Private Collection, acquired directly from the above, and thence by descent.
Li Shan is best known as one of an important group of painters who in later times came to be known as the 'Eight Eccentrics of Yangzhou' due to their expressive and bold style of painting. He was born in Xinghua, Jiangsu Province to a prominent scholar-official family. From an early age Li studied poetry, calligraphy, and painting from a number of different masters and he achieved early success, passing the second level examinations at the age of twenty-five. He gained entry into the Imperial Study where he had the great fortune to be tutored in painting by the well known scholar-official Jiang Tingxi (1669-1732). Jiang was known for his paintings of birds and flowers, which he produced in two distinct styles—one a more calligraphic, sketchy mode of ink on paper, and the other a finely drawn, meticulously colored manner, generally on silk. Li Shan presumably learned both techniques from Jiang Tingxi and he later also studied with Gao Qipei (1660-1734), an artist known for his finger paintings done in a highly impressionistic style.

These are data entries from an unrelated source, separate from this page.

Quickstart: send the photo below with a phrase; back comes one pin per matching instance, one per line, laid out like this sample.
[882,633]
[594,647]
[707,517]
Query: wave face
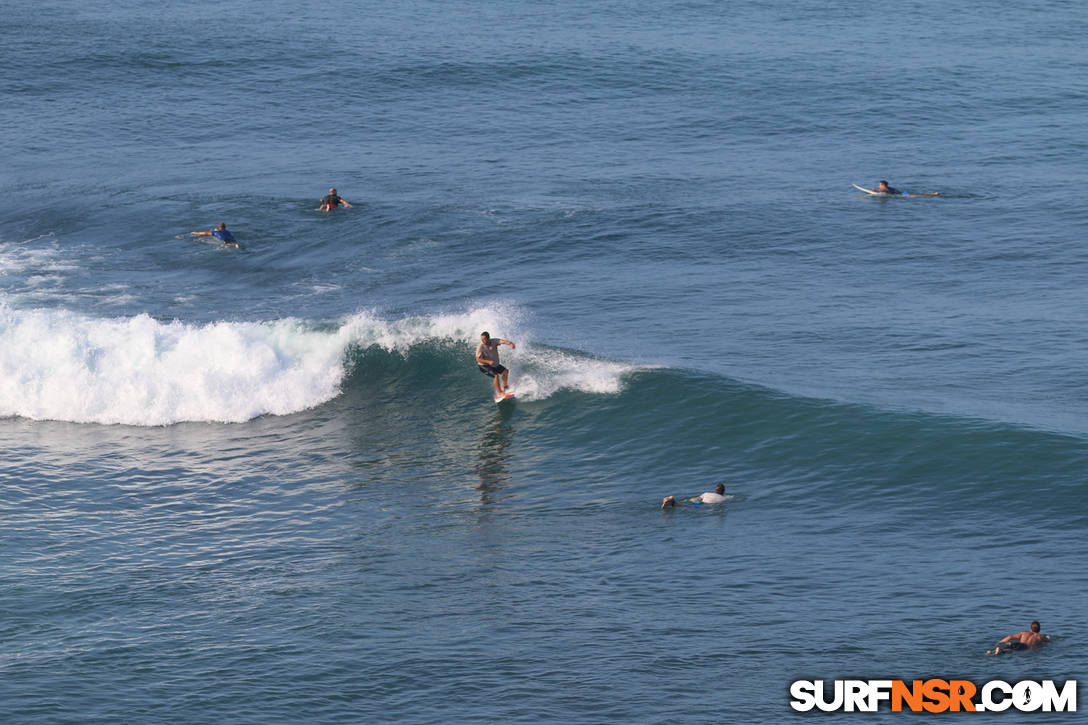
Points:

After his early success in the court of Kangxi, Li Shan’s life took a turn for the worse following the death of the Kangxi Emperor in 1722. Li’s inherited family fortune was dissipated after twenty years of extravagant living and he moved to Yangzhou where he became a professional artist and befriended Zheng Xie, Huang Shen, Gao Fenghan, and other artists who wrote and painted for a living. Li Shan is best known for his works from this period, which tend to be large-scale, powerful but simple compositions on paper rendered with broad, energetic brushstrokes and copious amounts of ink. This style presumably appealed to the salt merchants and other wealthy clientele of 18th century Yangzhou, an important commercial center.
In 1738, hoping to restart his official career, Li Shan left Yangzhou and traveled to Tengxian, Shandong Province, where he served as magistrate. The handscroll Flowers, Fruits, Fish, and Vegetables was painted in Tengxian during the last year of Li’s post there. It is fitting that on this occasion Li has chosen to work, not in the wild expressive style of his Yangzhou years, but in the more orderly, carefully restrained and nuanced manner associated with his early mentor Jiang Tingxi, who was a highly successful scholar and official in the Qing court.